House passes bill barring spy agencies, law enforcement from buying Americans’ personal data
The measure doesn’t have support from the Biden administration, which argues it threatens national security and worsens Americans’ privacy protections.
The House of Representatives on Wednesday approved a bill that would bar law enforcement and intelligence agencies from buying Americans’ location data and other personal information from commercial providers like data brokers.
The lower chamber voted 219-199 to advance the Fourth Amendment Is Not For Sale Act, which broadens the 1986 Stored Communications Act requiring law enforcement and the IC to seek a warrant before obtaining customer or subscriber data from a third party and designates any of that information as inadmissible evidence in a court proceeding.
The measure now goes to the Senate for votes before being sent to the White House.

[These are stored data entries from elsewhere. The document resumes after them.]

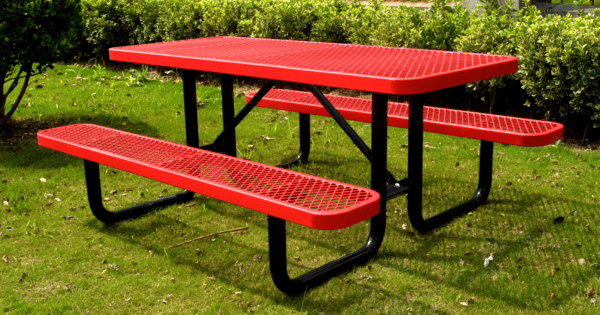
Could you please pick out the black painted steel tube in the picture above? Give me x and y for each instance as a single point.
(92, 180)
(190, 108)
(415, 174)
(360, 144)
(229, 129)
(304, 142)
(277, 233)
(227, 100)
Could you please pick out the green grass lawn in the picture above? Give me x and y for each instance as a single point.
(57, 258)
(589, 2)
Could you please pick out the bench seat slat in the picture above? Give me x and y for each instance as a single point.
(488, 127)
(307, 200)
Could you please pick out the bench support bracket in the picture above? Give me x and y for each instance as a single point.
(415, 174)
(92, 181)
(92, 172)
(277, 232)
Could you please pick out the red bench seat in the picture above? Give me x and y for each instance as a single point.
(303, 199)
(487, 127)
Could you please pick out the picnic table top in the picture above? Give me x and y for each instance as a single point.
(389, 70)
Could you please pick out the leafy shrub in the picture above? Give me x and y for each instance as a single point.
(33, 35)
(559, 64)
(182, 19)
(332, 21)
(224, 17)
(493, 32)
(409, 27)
(110, 23)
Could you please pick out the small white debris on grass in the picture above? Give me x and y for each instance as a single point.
(486, 262)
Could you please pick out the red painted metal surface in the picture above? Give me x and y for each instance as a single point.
(307, 200)
(389, 70)
(495, 128)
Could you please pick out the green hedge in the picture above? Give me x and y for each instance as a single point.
(558, 57)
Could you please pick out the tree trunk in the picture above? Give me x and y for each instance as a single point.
(5, 116)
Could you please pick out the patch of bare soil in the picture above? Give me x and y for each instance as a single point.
(578, 134)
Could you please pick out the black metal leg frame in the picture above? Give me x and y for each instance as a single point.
(382, 180)
(276, 226)
(92, 174)
(413, 185)
(415, 174)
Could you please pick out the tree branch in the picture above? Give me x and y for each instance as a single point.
(5, 119)
(205, 236)
(16, 82)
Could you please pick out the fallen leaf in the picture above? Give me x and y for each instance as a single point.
(486, 261)
(559, 220)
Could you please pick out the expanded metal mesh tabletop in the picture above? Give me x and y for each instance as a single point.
(289, 195)
(389, 70)
(489, 127)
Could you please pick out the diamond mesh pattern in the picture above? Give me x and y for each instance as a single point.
(303, 191)
(390, 62)
(474, 125)
(342, 65)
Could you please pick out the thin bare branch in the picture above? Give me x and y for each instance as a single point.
(16, 82)
(205, 236)
(18, 100)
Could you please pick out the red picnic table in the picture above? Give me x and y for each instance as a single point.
(382, 71)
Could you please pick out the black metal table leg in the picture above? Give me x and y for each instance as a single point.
(277, 233)
(304, 142)
(415, 174)
(229, 144)
(92, 174)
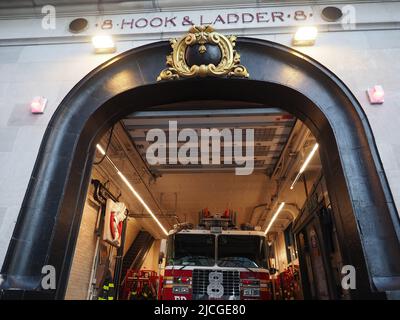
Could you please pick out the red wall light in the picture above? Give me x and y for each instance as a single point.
(38, 104)
(376, 95)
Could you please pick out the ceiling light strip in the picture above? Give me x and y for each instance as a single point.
(274, 217)
(305, 164)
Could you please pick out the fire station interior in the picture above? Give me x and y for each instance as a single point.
(285, 195)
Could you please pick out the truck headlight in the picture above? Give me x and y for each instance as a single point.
(180, 289)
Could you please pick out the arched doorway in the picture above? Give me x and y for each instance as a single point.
(50, 216)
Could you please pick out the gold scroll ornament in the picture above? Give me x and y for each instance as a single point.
(229, 64)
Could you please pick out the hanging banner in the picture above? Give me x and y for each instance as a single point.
(113, 221)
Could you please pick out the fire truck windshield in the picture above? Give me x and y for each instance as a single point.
(191, 250)
(243, 251)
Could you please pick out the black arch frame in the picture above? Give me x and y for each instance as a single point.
(49, 219)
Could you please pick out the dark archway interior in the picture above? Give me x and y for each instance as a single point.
(365, 215)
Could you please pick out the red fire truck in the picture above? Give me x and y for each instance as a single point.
(216, 261)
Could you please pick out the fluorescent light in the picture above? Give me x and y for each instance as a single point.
(38, 104)
(305, 36)
(103, 44)
(135, 193)
(274, 217)
(305, 164)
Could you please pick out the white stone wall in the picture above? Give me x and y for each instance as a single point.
(360, 58)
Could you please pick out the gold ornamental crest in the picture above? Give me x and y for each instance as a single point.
(201, 53)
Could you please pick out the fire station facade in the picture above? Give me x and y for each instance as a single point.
(59, 95)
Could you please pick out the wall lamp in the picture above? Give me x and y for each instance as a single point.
(274, 217)
(305, 36)
(38, 104)
(305, 164)
(132, 189)
(103, 44)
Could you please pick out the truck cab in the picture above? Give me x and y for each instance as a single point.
(216, 261)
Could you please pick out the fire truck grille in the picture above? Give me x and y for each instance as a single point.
(230, 283)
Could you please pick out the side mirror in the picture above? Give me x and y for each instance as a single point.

Sen. Ron Wyden, D-Ore., a privacy hawk who is running point on companion legislation, urged the high chamber to follow suit as soon as possible.
The Biden administration strongly opposes the legislation on grounds that such commercially available information helps the U.S. stop cyberattacks, track fentanyl shipments and thwart terrorist activity, but the National Security Council declined to tell Nextgov/FCW whether President Joe Biden would veto it.
The bill “does not affect the ability of foreign adversaries or the private sector to obtain and use the same information, thus negating any privacy benefit to U.S. persons while threatening America’s national security,” the White House said Tuesday.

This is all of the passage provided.